The pipeline will begin at Cook Inlet Energy’s Kustatan production facility, which processes oil from the company’s offshore Osprey platform. The line will end at the tank farm at the Tesoro refinery.

The pipeline won’t run straight across the inlet. Rather, it will loop south and then north, coming ashore below Nikiski. From there the line will run, buried, along the Kenai Spur Highway to the Tesoro tank farm.

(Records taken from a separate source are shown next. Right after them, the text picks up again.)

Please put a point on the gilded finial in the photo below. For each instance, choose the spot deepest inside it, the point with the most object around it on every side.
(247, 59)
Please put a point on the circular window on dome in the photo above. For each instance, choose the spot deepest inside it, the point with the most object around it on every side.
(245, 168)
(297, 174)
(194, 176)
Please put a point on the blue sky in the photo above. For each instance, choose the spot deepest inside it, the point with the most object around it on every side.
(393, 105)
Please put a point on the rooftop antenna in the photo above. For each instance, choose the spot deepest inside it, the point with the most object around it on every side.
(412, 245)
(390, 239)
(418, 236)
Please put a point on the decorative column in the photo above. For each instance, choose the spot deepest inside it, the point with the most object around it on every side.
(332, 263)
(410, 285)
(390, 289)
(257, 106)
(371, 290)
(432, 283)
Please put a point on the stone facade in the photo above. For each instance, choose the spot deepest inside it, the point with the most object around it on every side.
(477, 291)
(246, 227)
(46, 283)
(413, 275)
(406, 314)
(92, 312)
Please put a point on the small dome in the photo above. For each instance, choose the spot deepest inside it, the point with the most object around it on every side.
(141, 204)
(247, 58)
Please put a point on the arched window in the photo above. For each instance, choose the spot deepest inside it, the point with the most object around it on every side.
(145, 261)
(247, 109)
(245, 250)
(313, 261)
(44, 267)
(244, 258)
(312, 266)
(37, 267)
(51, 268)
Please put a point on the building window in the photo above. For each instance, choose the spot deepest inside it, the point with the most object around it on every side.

Laying the pipeline in a U-shaped configuration will make construction easier.

“The forelands represent the narrowest part of Cook Inlet and have high currents and a deep trench,” says a project description prepared by Michael Baker Jr. Inc.

The selected route will “minimize tidal stresses on the pipeline and avoid water depths greater than 200 feet, the maximum depth for safe operation by marine divers,” the project description says, adding the pipeline route doesn’t cross any seismic faults.

The underwater segment of the pipeline will run about 22 miles. Counting the onshore bits on either side, the line will run a total of 29 miles.

130 construction jobs

The right-of-way application estimates the cost of materials at $15 million, and the cost of construction at $35 million.

The estimated annual cost to operate and maintain the line is $5.2 million.

The project is expected to generate 130 construction jobs. A dozen people, eight in the field and four in the office, will be needed to operate and maintain the pipeline, the application says.

Two contractors are being considered for pipeline installation: Price Gregory and CONAM Construction, and NANA Construction.

A lay barge will install the subsea pipe, the application says. Most of the in-water construction work is scheduled for May and June, prior to the commercial salmon season. This is also a timeframe when annual tidal velocities are lowest, and beluga whales are out of the area.

The pipeline will rest anchored on the seafloor, and will be buried where conditions allow subsea trenching.

The pipeline will have a number of safety features including a leak detection system. It’ll accommodate smart pigs, devices that slide through a pipeline to test for problems such as corrosion. An epoxy coating on the pipeline, plus cathodic protection, will provide further defense against corrosion. The pipeline wall will be half an inch thick.

Most of the pipeline route crosses state lands. DNR’s State Pipeline Coordinator’s Office has set a Dec. 31 deadline for submitting written objections to the requested pipeline right-of-way lease.